This is having to be a quick greeting and report due to my having internet problems at this end.

In the last two weeks we have been moving between classes and students of Yala and Siaya Theological Centres, first closing classes, then visiting homes of students. It has been an encouraging and 'successful' time. It has been a privilege to have been a part of a team of about six moving from place to place with this assignment. Other good news - is that we now have three new people at various stages of preparation for taking up teaching positions.

The next two or three weeks should be more relaxed, until in September we are into opening new teaching terms. One particular assignment that I have before September - is to prepare to teach New Testament Greek!

Below are some thoughts that came to me in the course of moving between villages and spending time with local people over the last 2 weeks ...

Best wishes, Jim

Languages that people know are extremely complex entities.
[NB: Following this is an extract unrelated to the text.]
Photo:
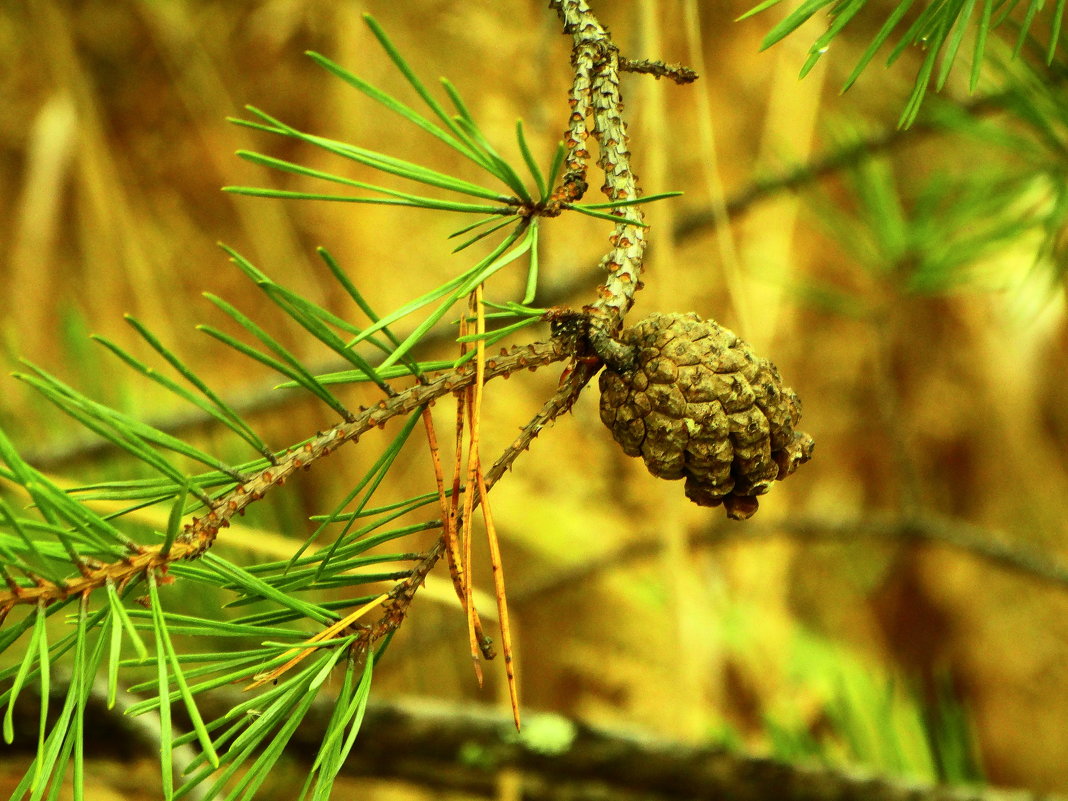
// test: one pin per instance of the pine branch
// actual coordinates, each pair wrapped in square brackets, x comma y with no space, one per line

The experiences that a community goes through constantly adds to their complexity. Languages reflect the people that use them - physically, socially, spiritually and so on. It is through this complexity, amazingly, that people learn and know how to communicate intimately and organise and enjoy their lives.

A foreign language is not a substitution of different sounds for existing words, but an introduction of a system of communication that is logically very different and rooted in an unknown culture and way of life. Communication in a foreign language at depth is possible - unless or until that language is appropriated by a people to make it their own. Until this happens, imposition of a foreign language amounts to mandatory incompetence as meanings hang in the air.

Such substitution of foreign for indigenous sound systems (languages) has become the norm for 'formal' activities in much of Africa. European languages cannot be 'owned' by African people as long as they remain rooted elsewhere. Their use leaves vast gaps in the communication process. Hence their spread adds to incompetence over the continent. Pray that such forced imposition of incompetence cease, and people be allowed and enabled to communicate freely. Ironically it is international and supposedly compassionate bodies such as the UN and aid agencies that are using their financial might to so force incompetence onto African peoples. (The MDP (Millennium Development Project) is a recent example. It is attempting to force people into universal primary education. The MDP does not insist that primary education should be via a language that children understand. Instead international funds are being used to wrench children away from their own people's and customs, to be left hanging in a meaningless ether, knowing that from thereon they are increasingly dependent for their very lives on the whim of the distant foreigners who are imposing this foreign system.)

Attacking a people's language by imposing a foreign alternative that mandatorises incompetence is a serious strike at the very essence of what it is to be a human community. Animal-like features can substitute for human ones in the course of such degradation. Surely there needs to be a cease to the (effectivelly because of foreign subsidy) forced imposition of incompetising tongues onto Africa?